Он ввалился в прихожую, распространяя вокруг себя ароматы одеколона и дорогого курева, бросил на стул свою куртку, разулся, прошел в кухню, встал, пристально оглядывая все вокруг.

— А хороший дом тебе сосватали, — подполковник говорил негромко, сквозь зубы: принюхивался. — Богатый был дом, а? А столик-то, ого, — он сел наконец на стул, уважительно потер пальцем желтую в прожилках столешницу, — карельская береза, Яныч! Представляешь себе, сколько она тогда стоила?

— Я в дереве не разбираюсь, — развел руками Климов. — Но мебель тут красивая. Заказная, я думаю.

— Интере-есный был хозяин. Из партийных?

— Сказали, инженер был на военном.

— Мм… еще интереснее.

Что именно его так заинтересовало, Сомов пояснять не стал. Выглядел он явно уставшим и даже немного подавленным. Не теряя времени, Ян свинтил голову бутылке виски, поставил хрустальные стаканы, придвинул к гостю закуски.

— Шпроты открыть?

— Не, — подполковник бросил на столешницу пачку «Мальборо», золотую зажигалку, поискал глазами пепельницу. — Это, если до девок дойдет. А так… давай, со свиданьицем, Яныч! Рад тебя видеть, ты даже не представляешь, как рад!

Они выпили. Не закусывая, Сомов сразу сунул в рот сигарету и потянулся к бутылке.

— Замерз, — произнес он. — Не зима еще, а замерз. Достал меня город Заграйск, приморозил. Думал, досижу себе до пенсии и — куда глаза глядят! Так будет мне, чувствую, «пенсия»…

— Какие наши годы, Вадик, — с тревогой в голосе произнес Ян, глядя, как друг разливает виски. — Что это ты? Сколько тебя помню, ты всегда ух какой был, конь-огонь. А теперь?

— Да вроде и хрень все это, — раздраженно ответил Сомов, — вроде и хорошо даже. А вот фиг вам, дорогие товарищи… Трубный завод у нас снова запускают. Ты не слышал, конечно, кто об этом знает?.. Мэр вот знает. Ох неспроста у нас этот самый новый мэр появился!
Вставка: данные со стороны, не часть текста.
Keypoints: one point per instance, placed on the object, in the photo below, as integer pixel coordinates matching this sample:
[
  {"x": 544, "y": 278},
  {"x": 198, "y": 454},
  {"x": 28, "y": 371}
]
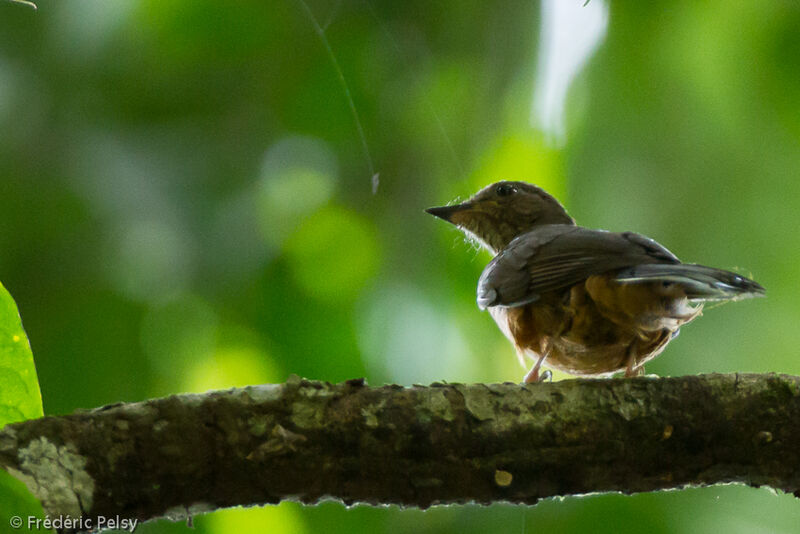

— От Трубного еще что-то осталось? — поразился Ян.

— Что надо, то осталось. Железка осталась, то, се. Главное, пакет документов остался. Завод с юридической точки зрения все эти годы как бы работал… ну, это не так уж важно. В Сергееве вон меткомбинат подняли, а там действительно вложиться пришлось. Так что запустят. Вопрос кто? Были бы наши, уральские, так я б и не парился. Но нет. Эти… они то ли московские, то ли питерские, то ли вообще не пойми кто. Денег у них — страшная сила. И город наш они с ног на голову поставят, я тебя уверяю. А тут, — Сомов вздохнул и повертел пальцами, — интересы кое-какие. А значит, кому-то двигаться придется, потому что теперь городом править будут совсем другие люди.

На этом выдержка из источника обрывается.